PwC believes that IRS examination managers are reluctant to execute restricted extensions due to a lack of standardized procedures for when restricted consents should be executed. We encourage specific guidance be placed in a final APMA notice that encourages the use of restricted consents where the only issue preventing final closure of the tax year is the covered transaction of the APA. In addition, we recommend that IRS counsel draft standardized language that can be used in these situations to aid in the standardization of the process.
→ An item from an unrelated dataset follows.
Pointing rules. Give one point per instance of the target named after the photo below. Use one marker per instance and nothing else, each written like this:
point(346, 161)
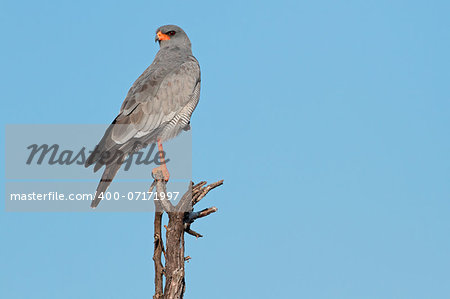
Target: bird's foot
point(164, 171)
Additionally, the IRS may consider including a provision recognizing that, on a case by ease basis, APA rollback or MAP requests involving years that are closed may be considered in appropriate circumstances. Such a provision would recognize that an open statute of limitations need not always be a necessary prerequisite for MAP or APA rollback. For example, a taxpayer with a net operating loss carryover still faces the possibility of a Service-initiated transfer pricing adjustment that results in double taxation even if the statute of limitations for the year of the operating loss is technically closed. Such a taxpayer should not be automatically barred from receiving relief through an APA rollback. Moreover, where the statute of limitations remains open in a foreign jurisdiction, a taxpayer should be able to seek an APA and rollback that covers all years subject to potential adjustment in the foreign country, even if the U.S. statute of limitations for the rollback years is closed. The interests of sound tax administration would not be furthered by waiting until a foreign adjustment is actually initiated before those years are considered. Such a provision, we believe, would be consistent with the Service's current practice.

Conclusion

PwC appreciates the opportunity to contribute to the dialogue aimed at improving the effectiveness and efficiency of the APA process. There are significant issues raised in the proposed Notice that create the potential for unnecessary duplication with regard to the expanded scope of information that the proposed revenue procedure requires. Further, there are issues raised relating to the authority APMA may exercise in certain key areas of examination administration that PwC recommends resolving prior to finalizing the proposed procedure, so that taxpayers can have clarity on how the complex infrastructure of their global supply chains result in arm's length intercompany transfer pricing policies. We look forward to working with the IRS to continue to enhance the success that the new APMA Program has demonstrated.

Respectfully submitted,

 

 

PricewaterhouseCoopers LLP

 

Washington, DC

 

FOOTNOTES

 

 

1 2013-16 I.R.B. 911.

2 2013-50 I.R.B. 653.

3 2006-1 C.B. 278.

4 2008-1 C.B. 1133.

5 Rev. Proc. 2006-9, § 4.01.

[Editor note: Footnote 5 missing in the text]

6Id., § 8.02.

7 Notice 2013-79, § 2.02(3).

8Id.

9See, e.g., Sheppard, News Analysis: BEPS Implementation Anticipated, 2014 TNT 41-3 2014 TNT 41-3: News Stories (Mar. 3, 2014) (noting comments of Samuel Maruca, Director of Transfer Pricing Operations, IRS Large Business and International Division, that the IRS is currently so understaffed and unlikely to get more resources in the near future that it may have to drop otherwise worthwhile audits).

10 Rev. Proc. 2006-9, § 4.03.

11 Notice 2013-79, § 2.02(5).

12Id., § 1.

13See, e.g., Notice 2013-79 § 4.02(3) ("APMA's decision as to whether an APA request is complete . . . is not subject to administrative review.") and § 2.02(e) ("APMA may also condition its acceptance of an APA request upon. . . .").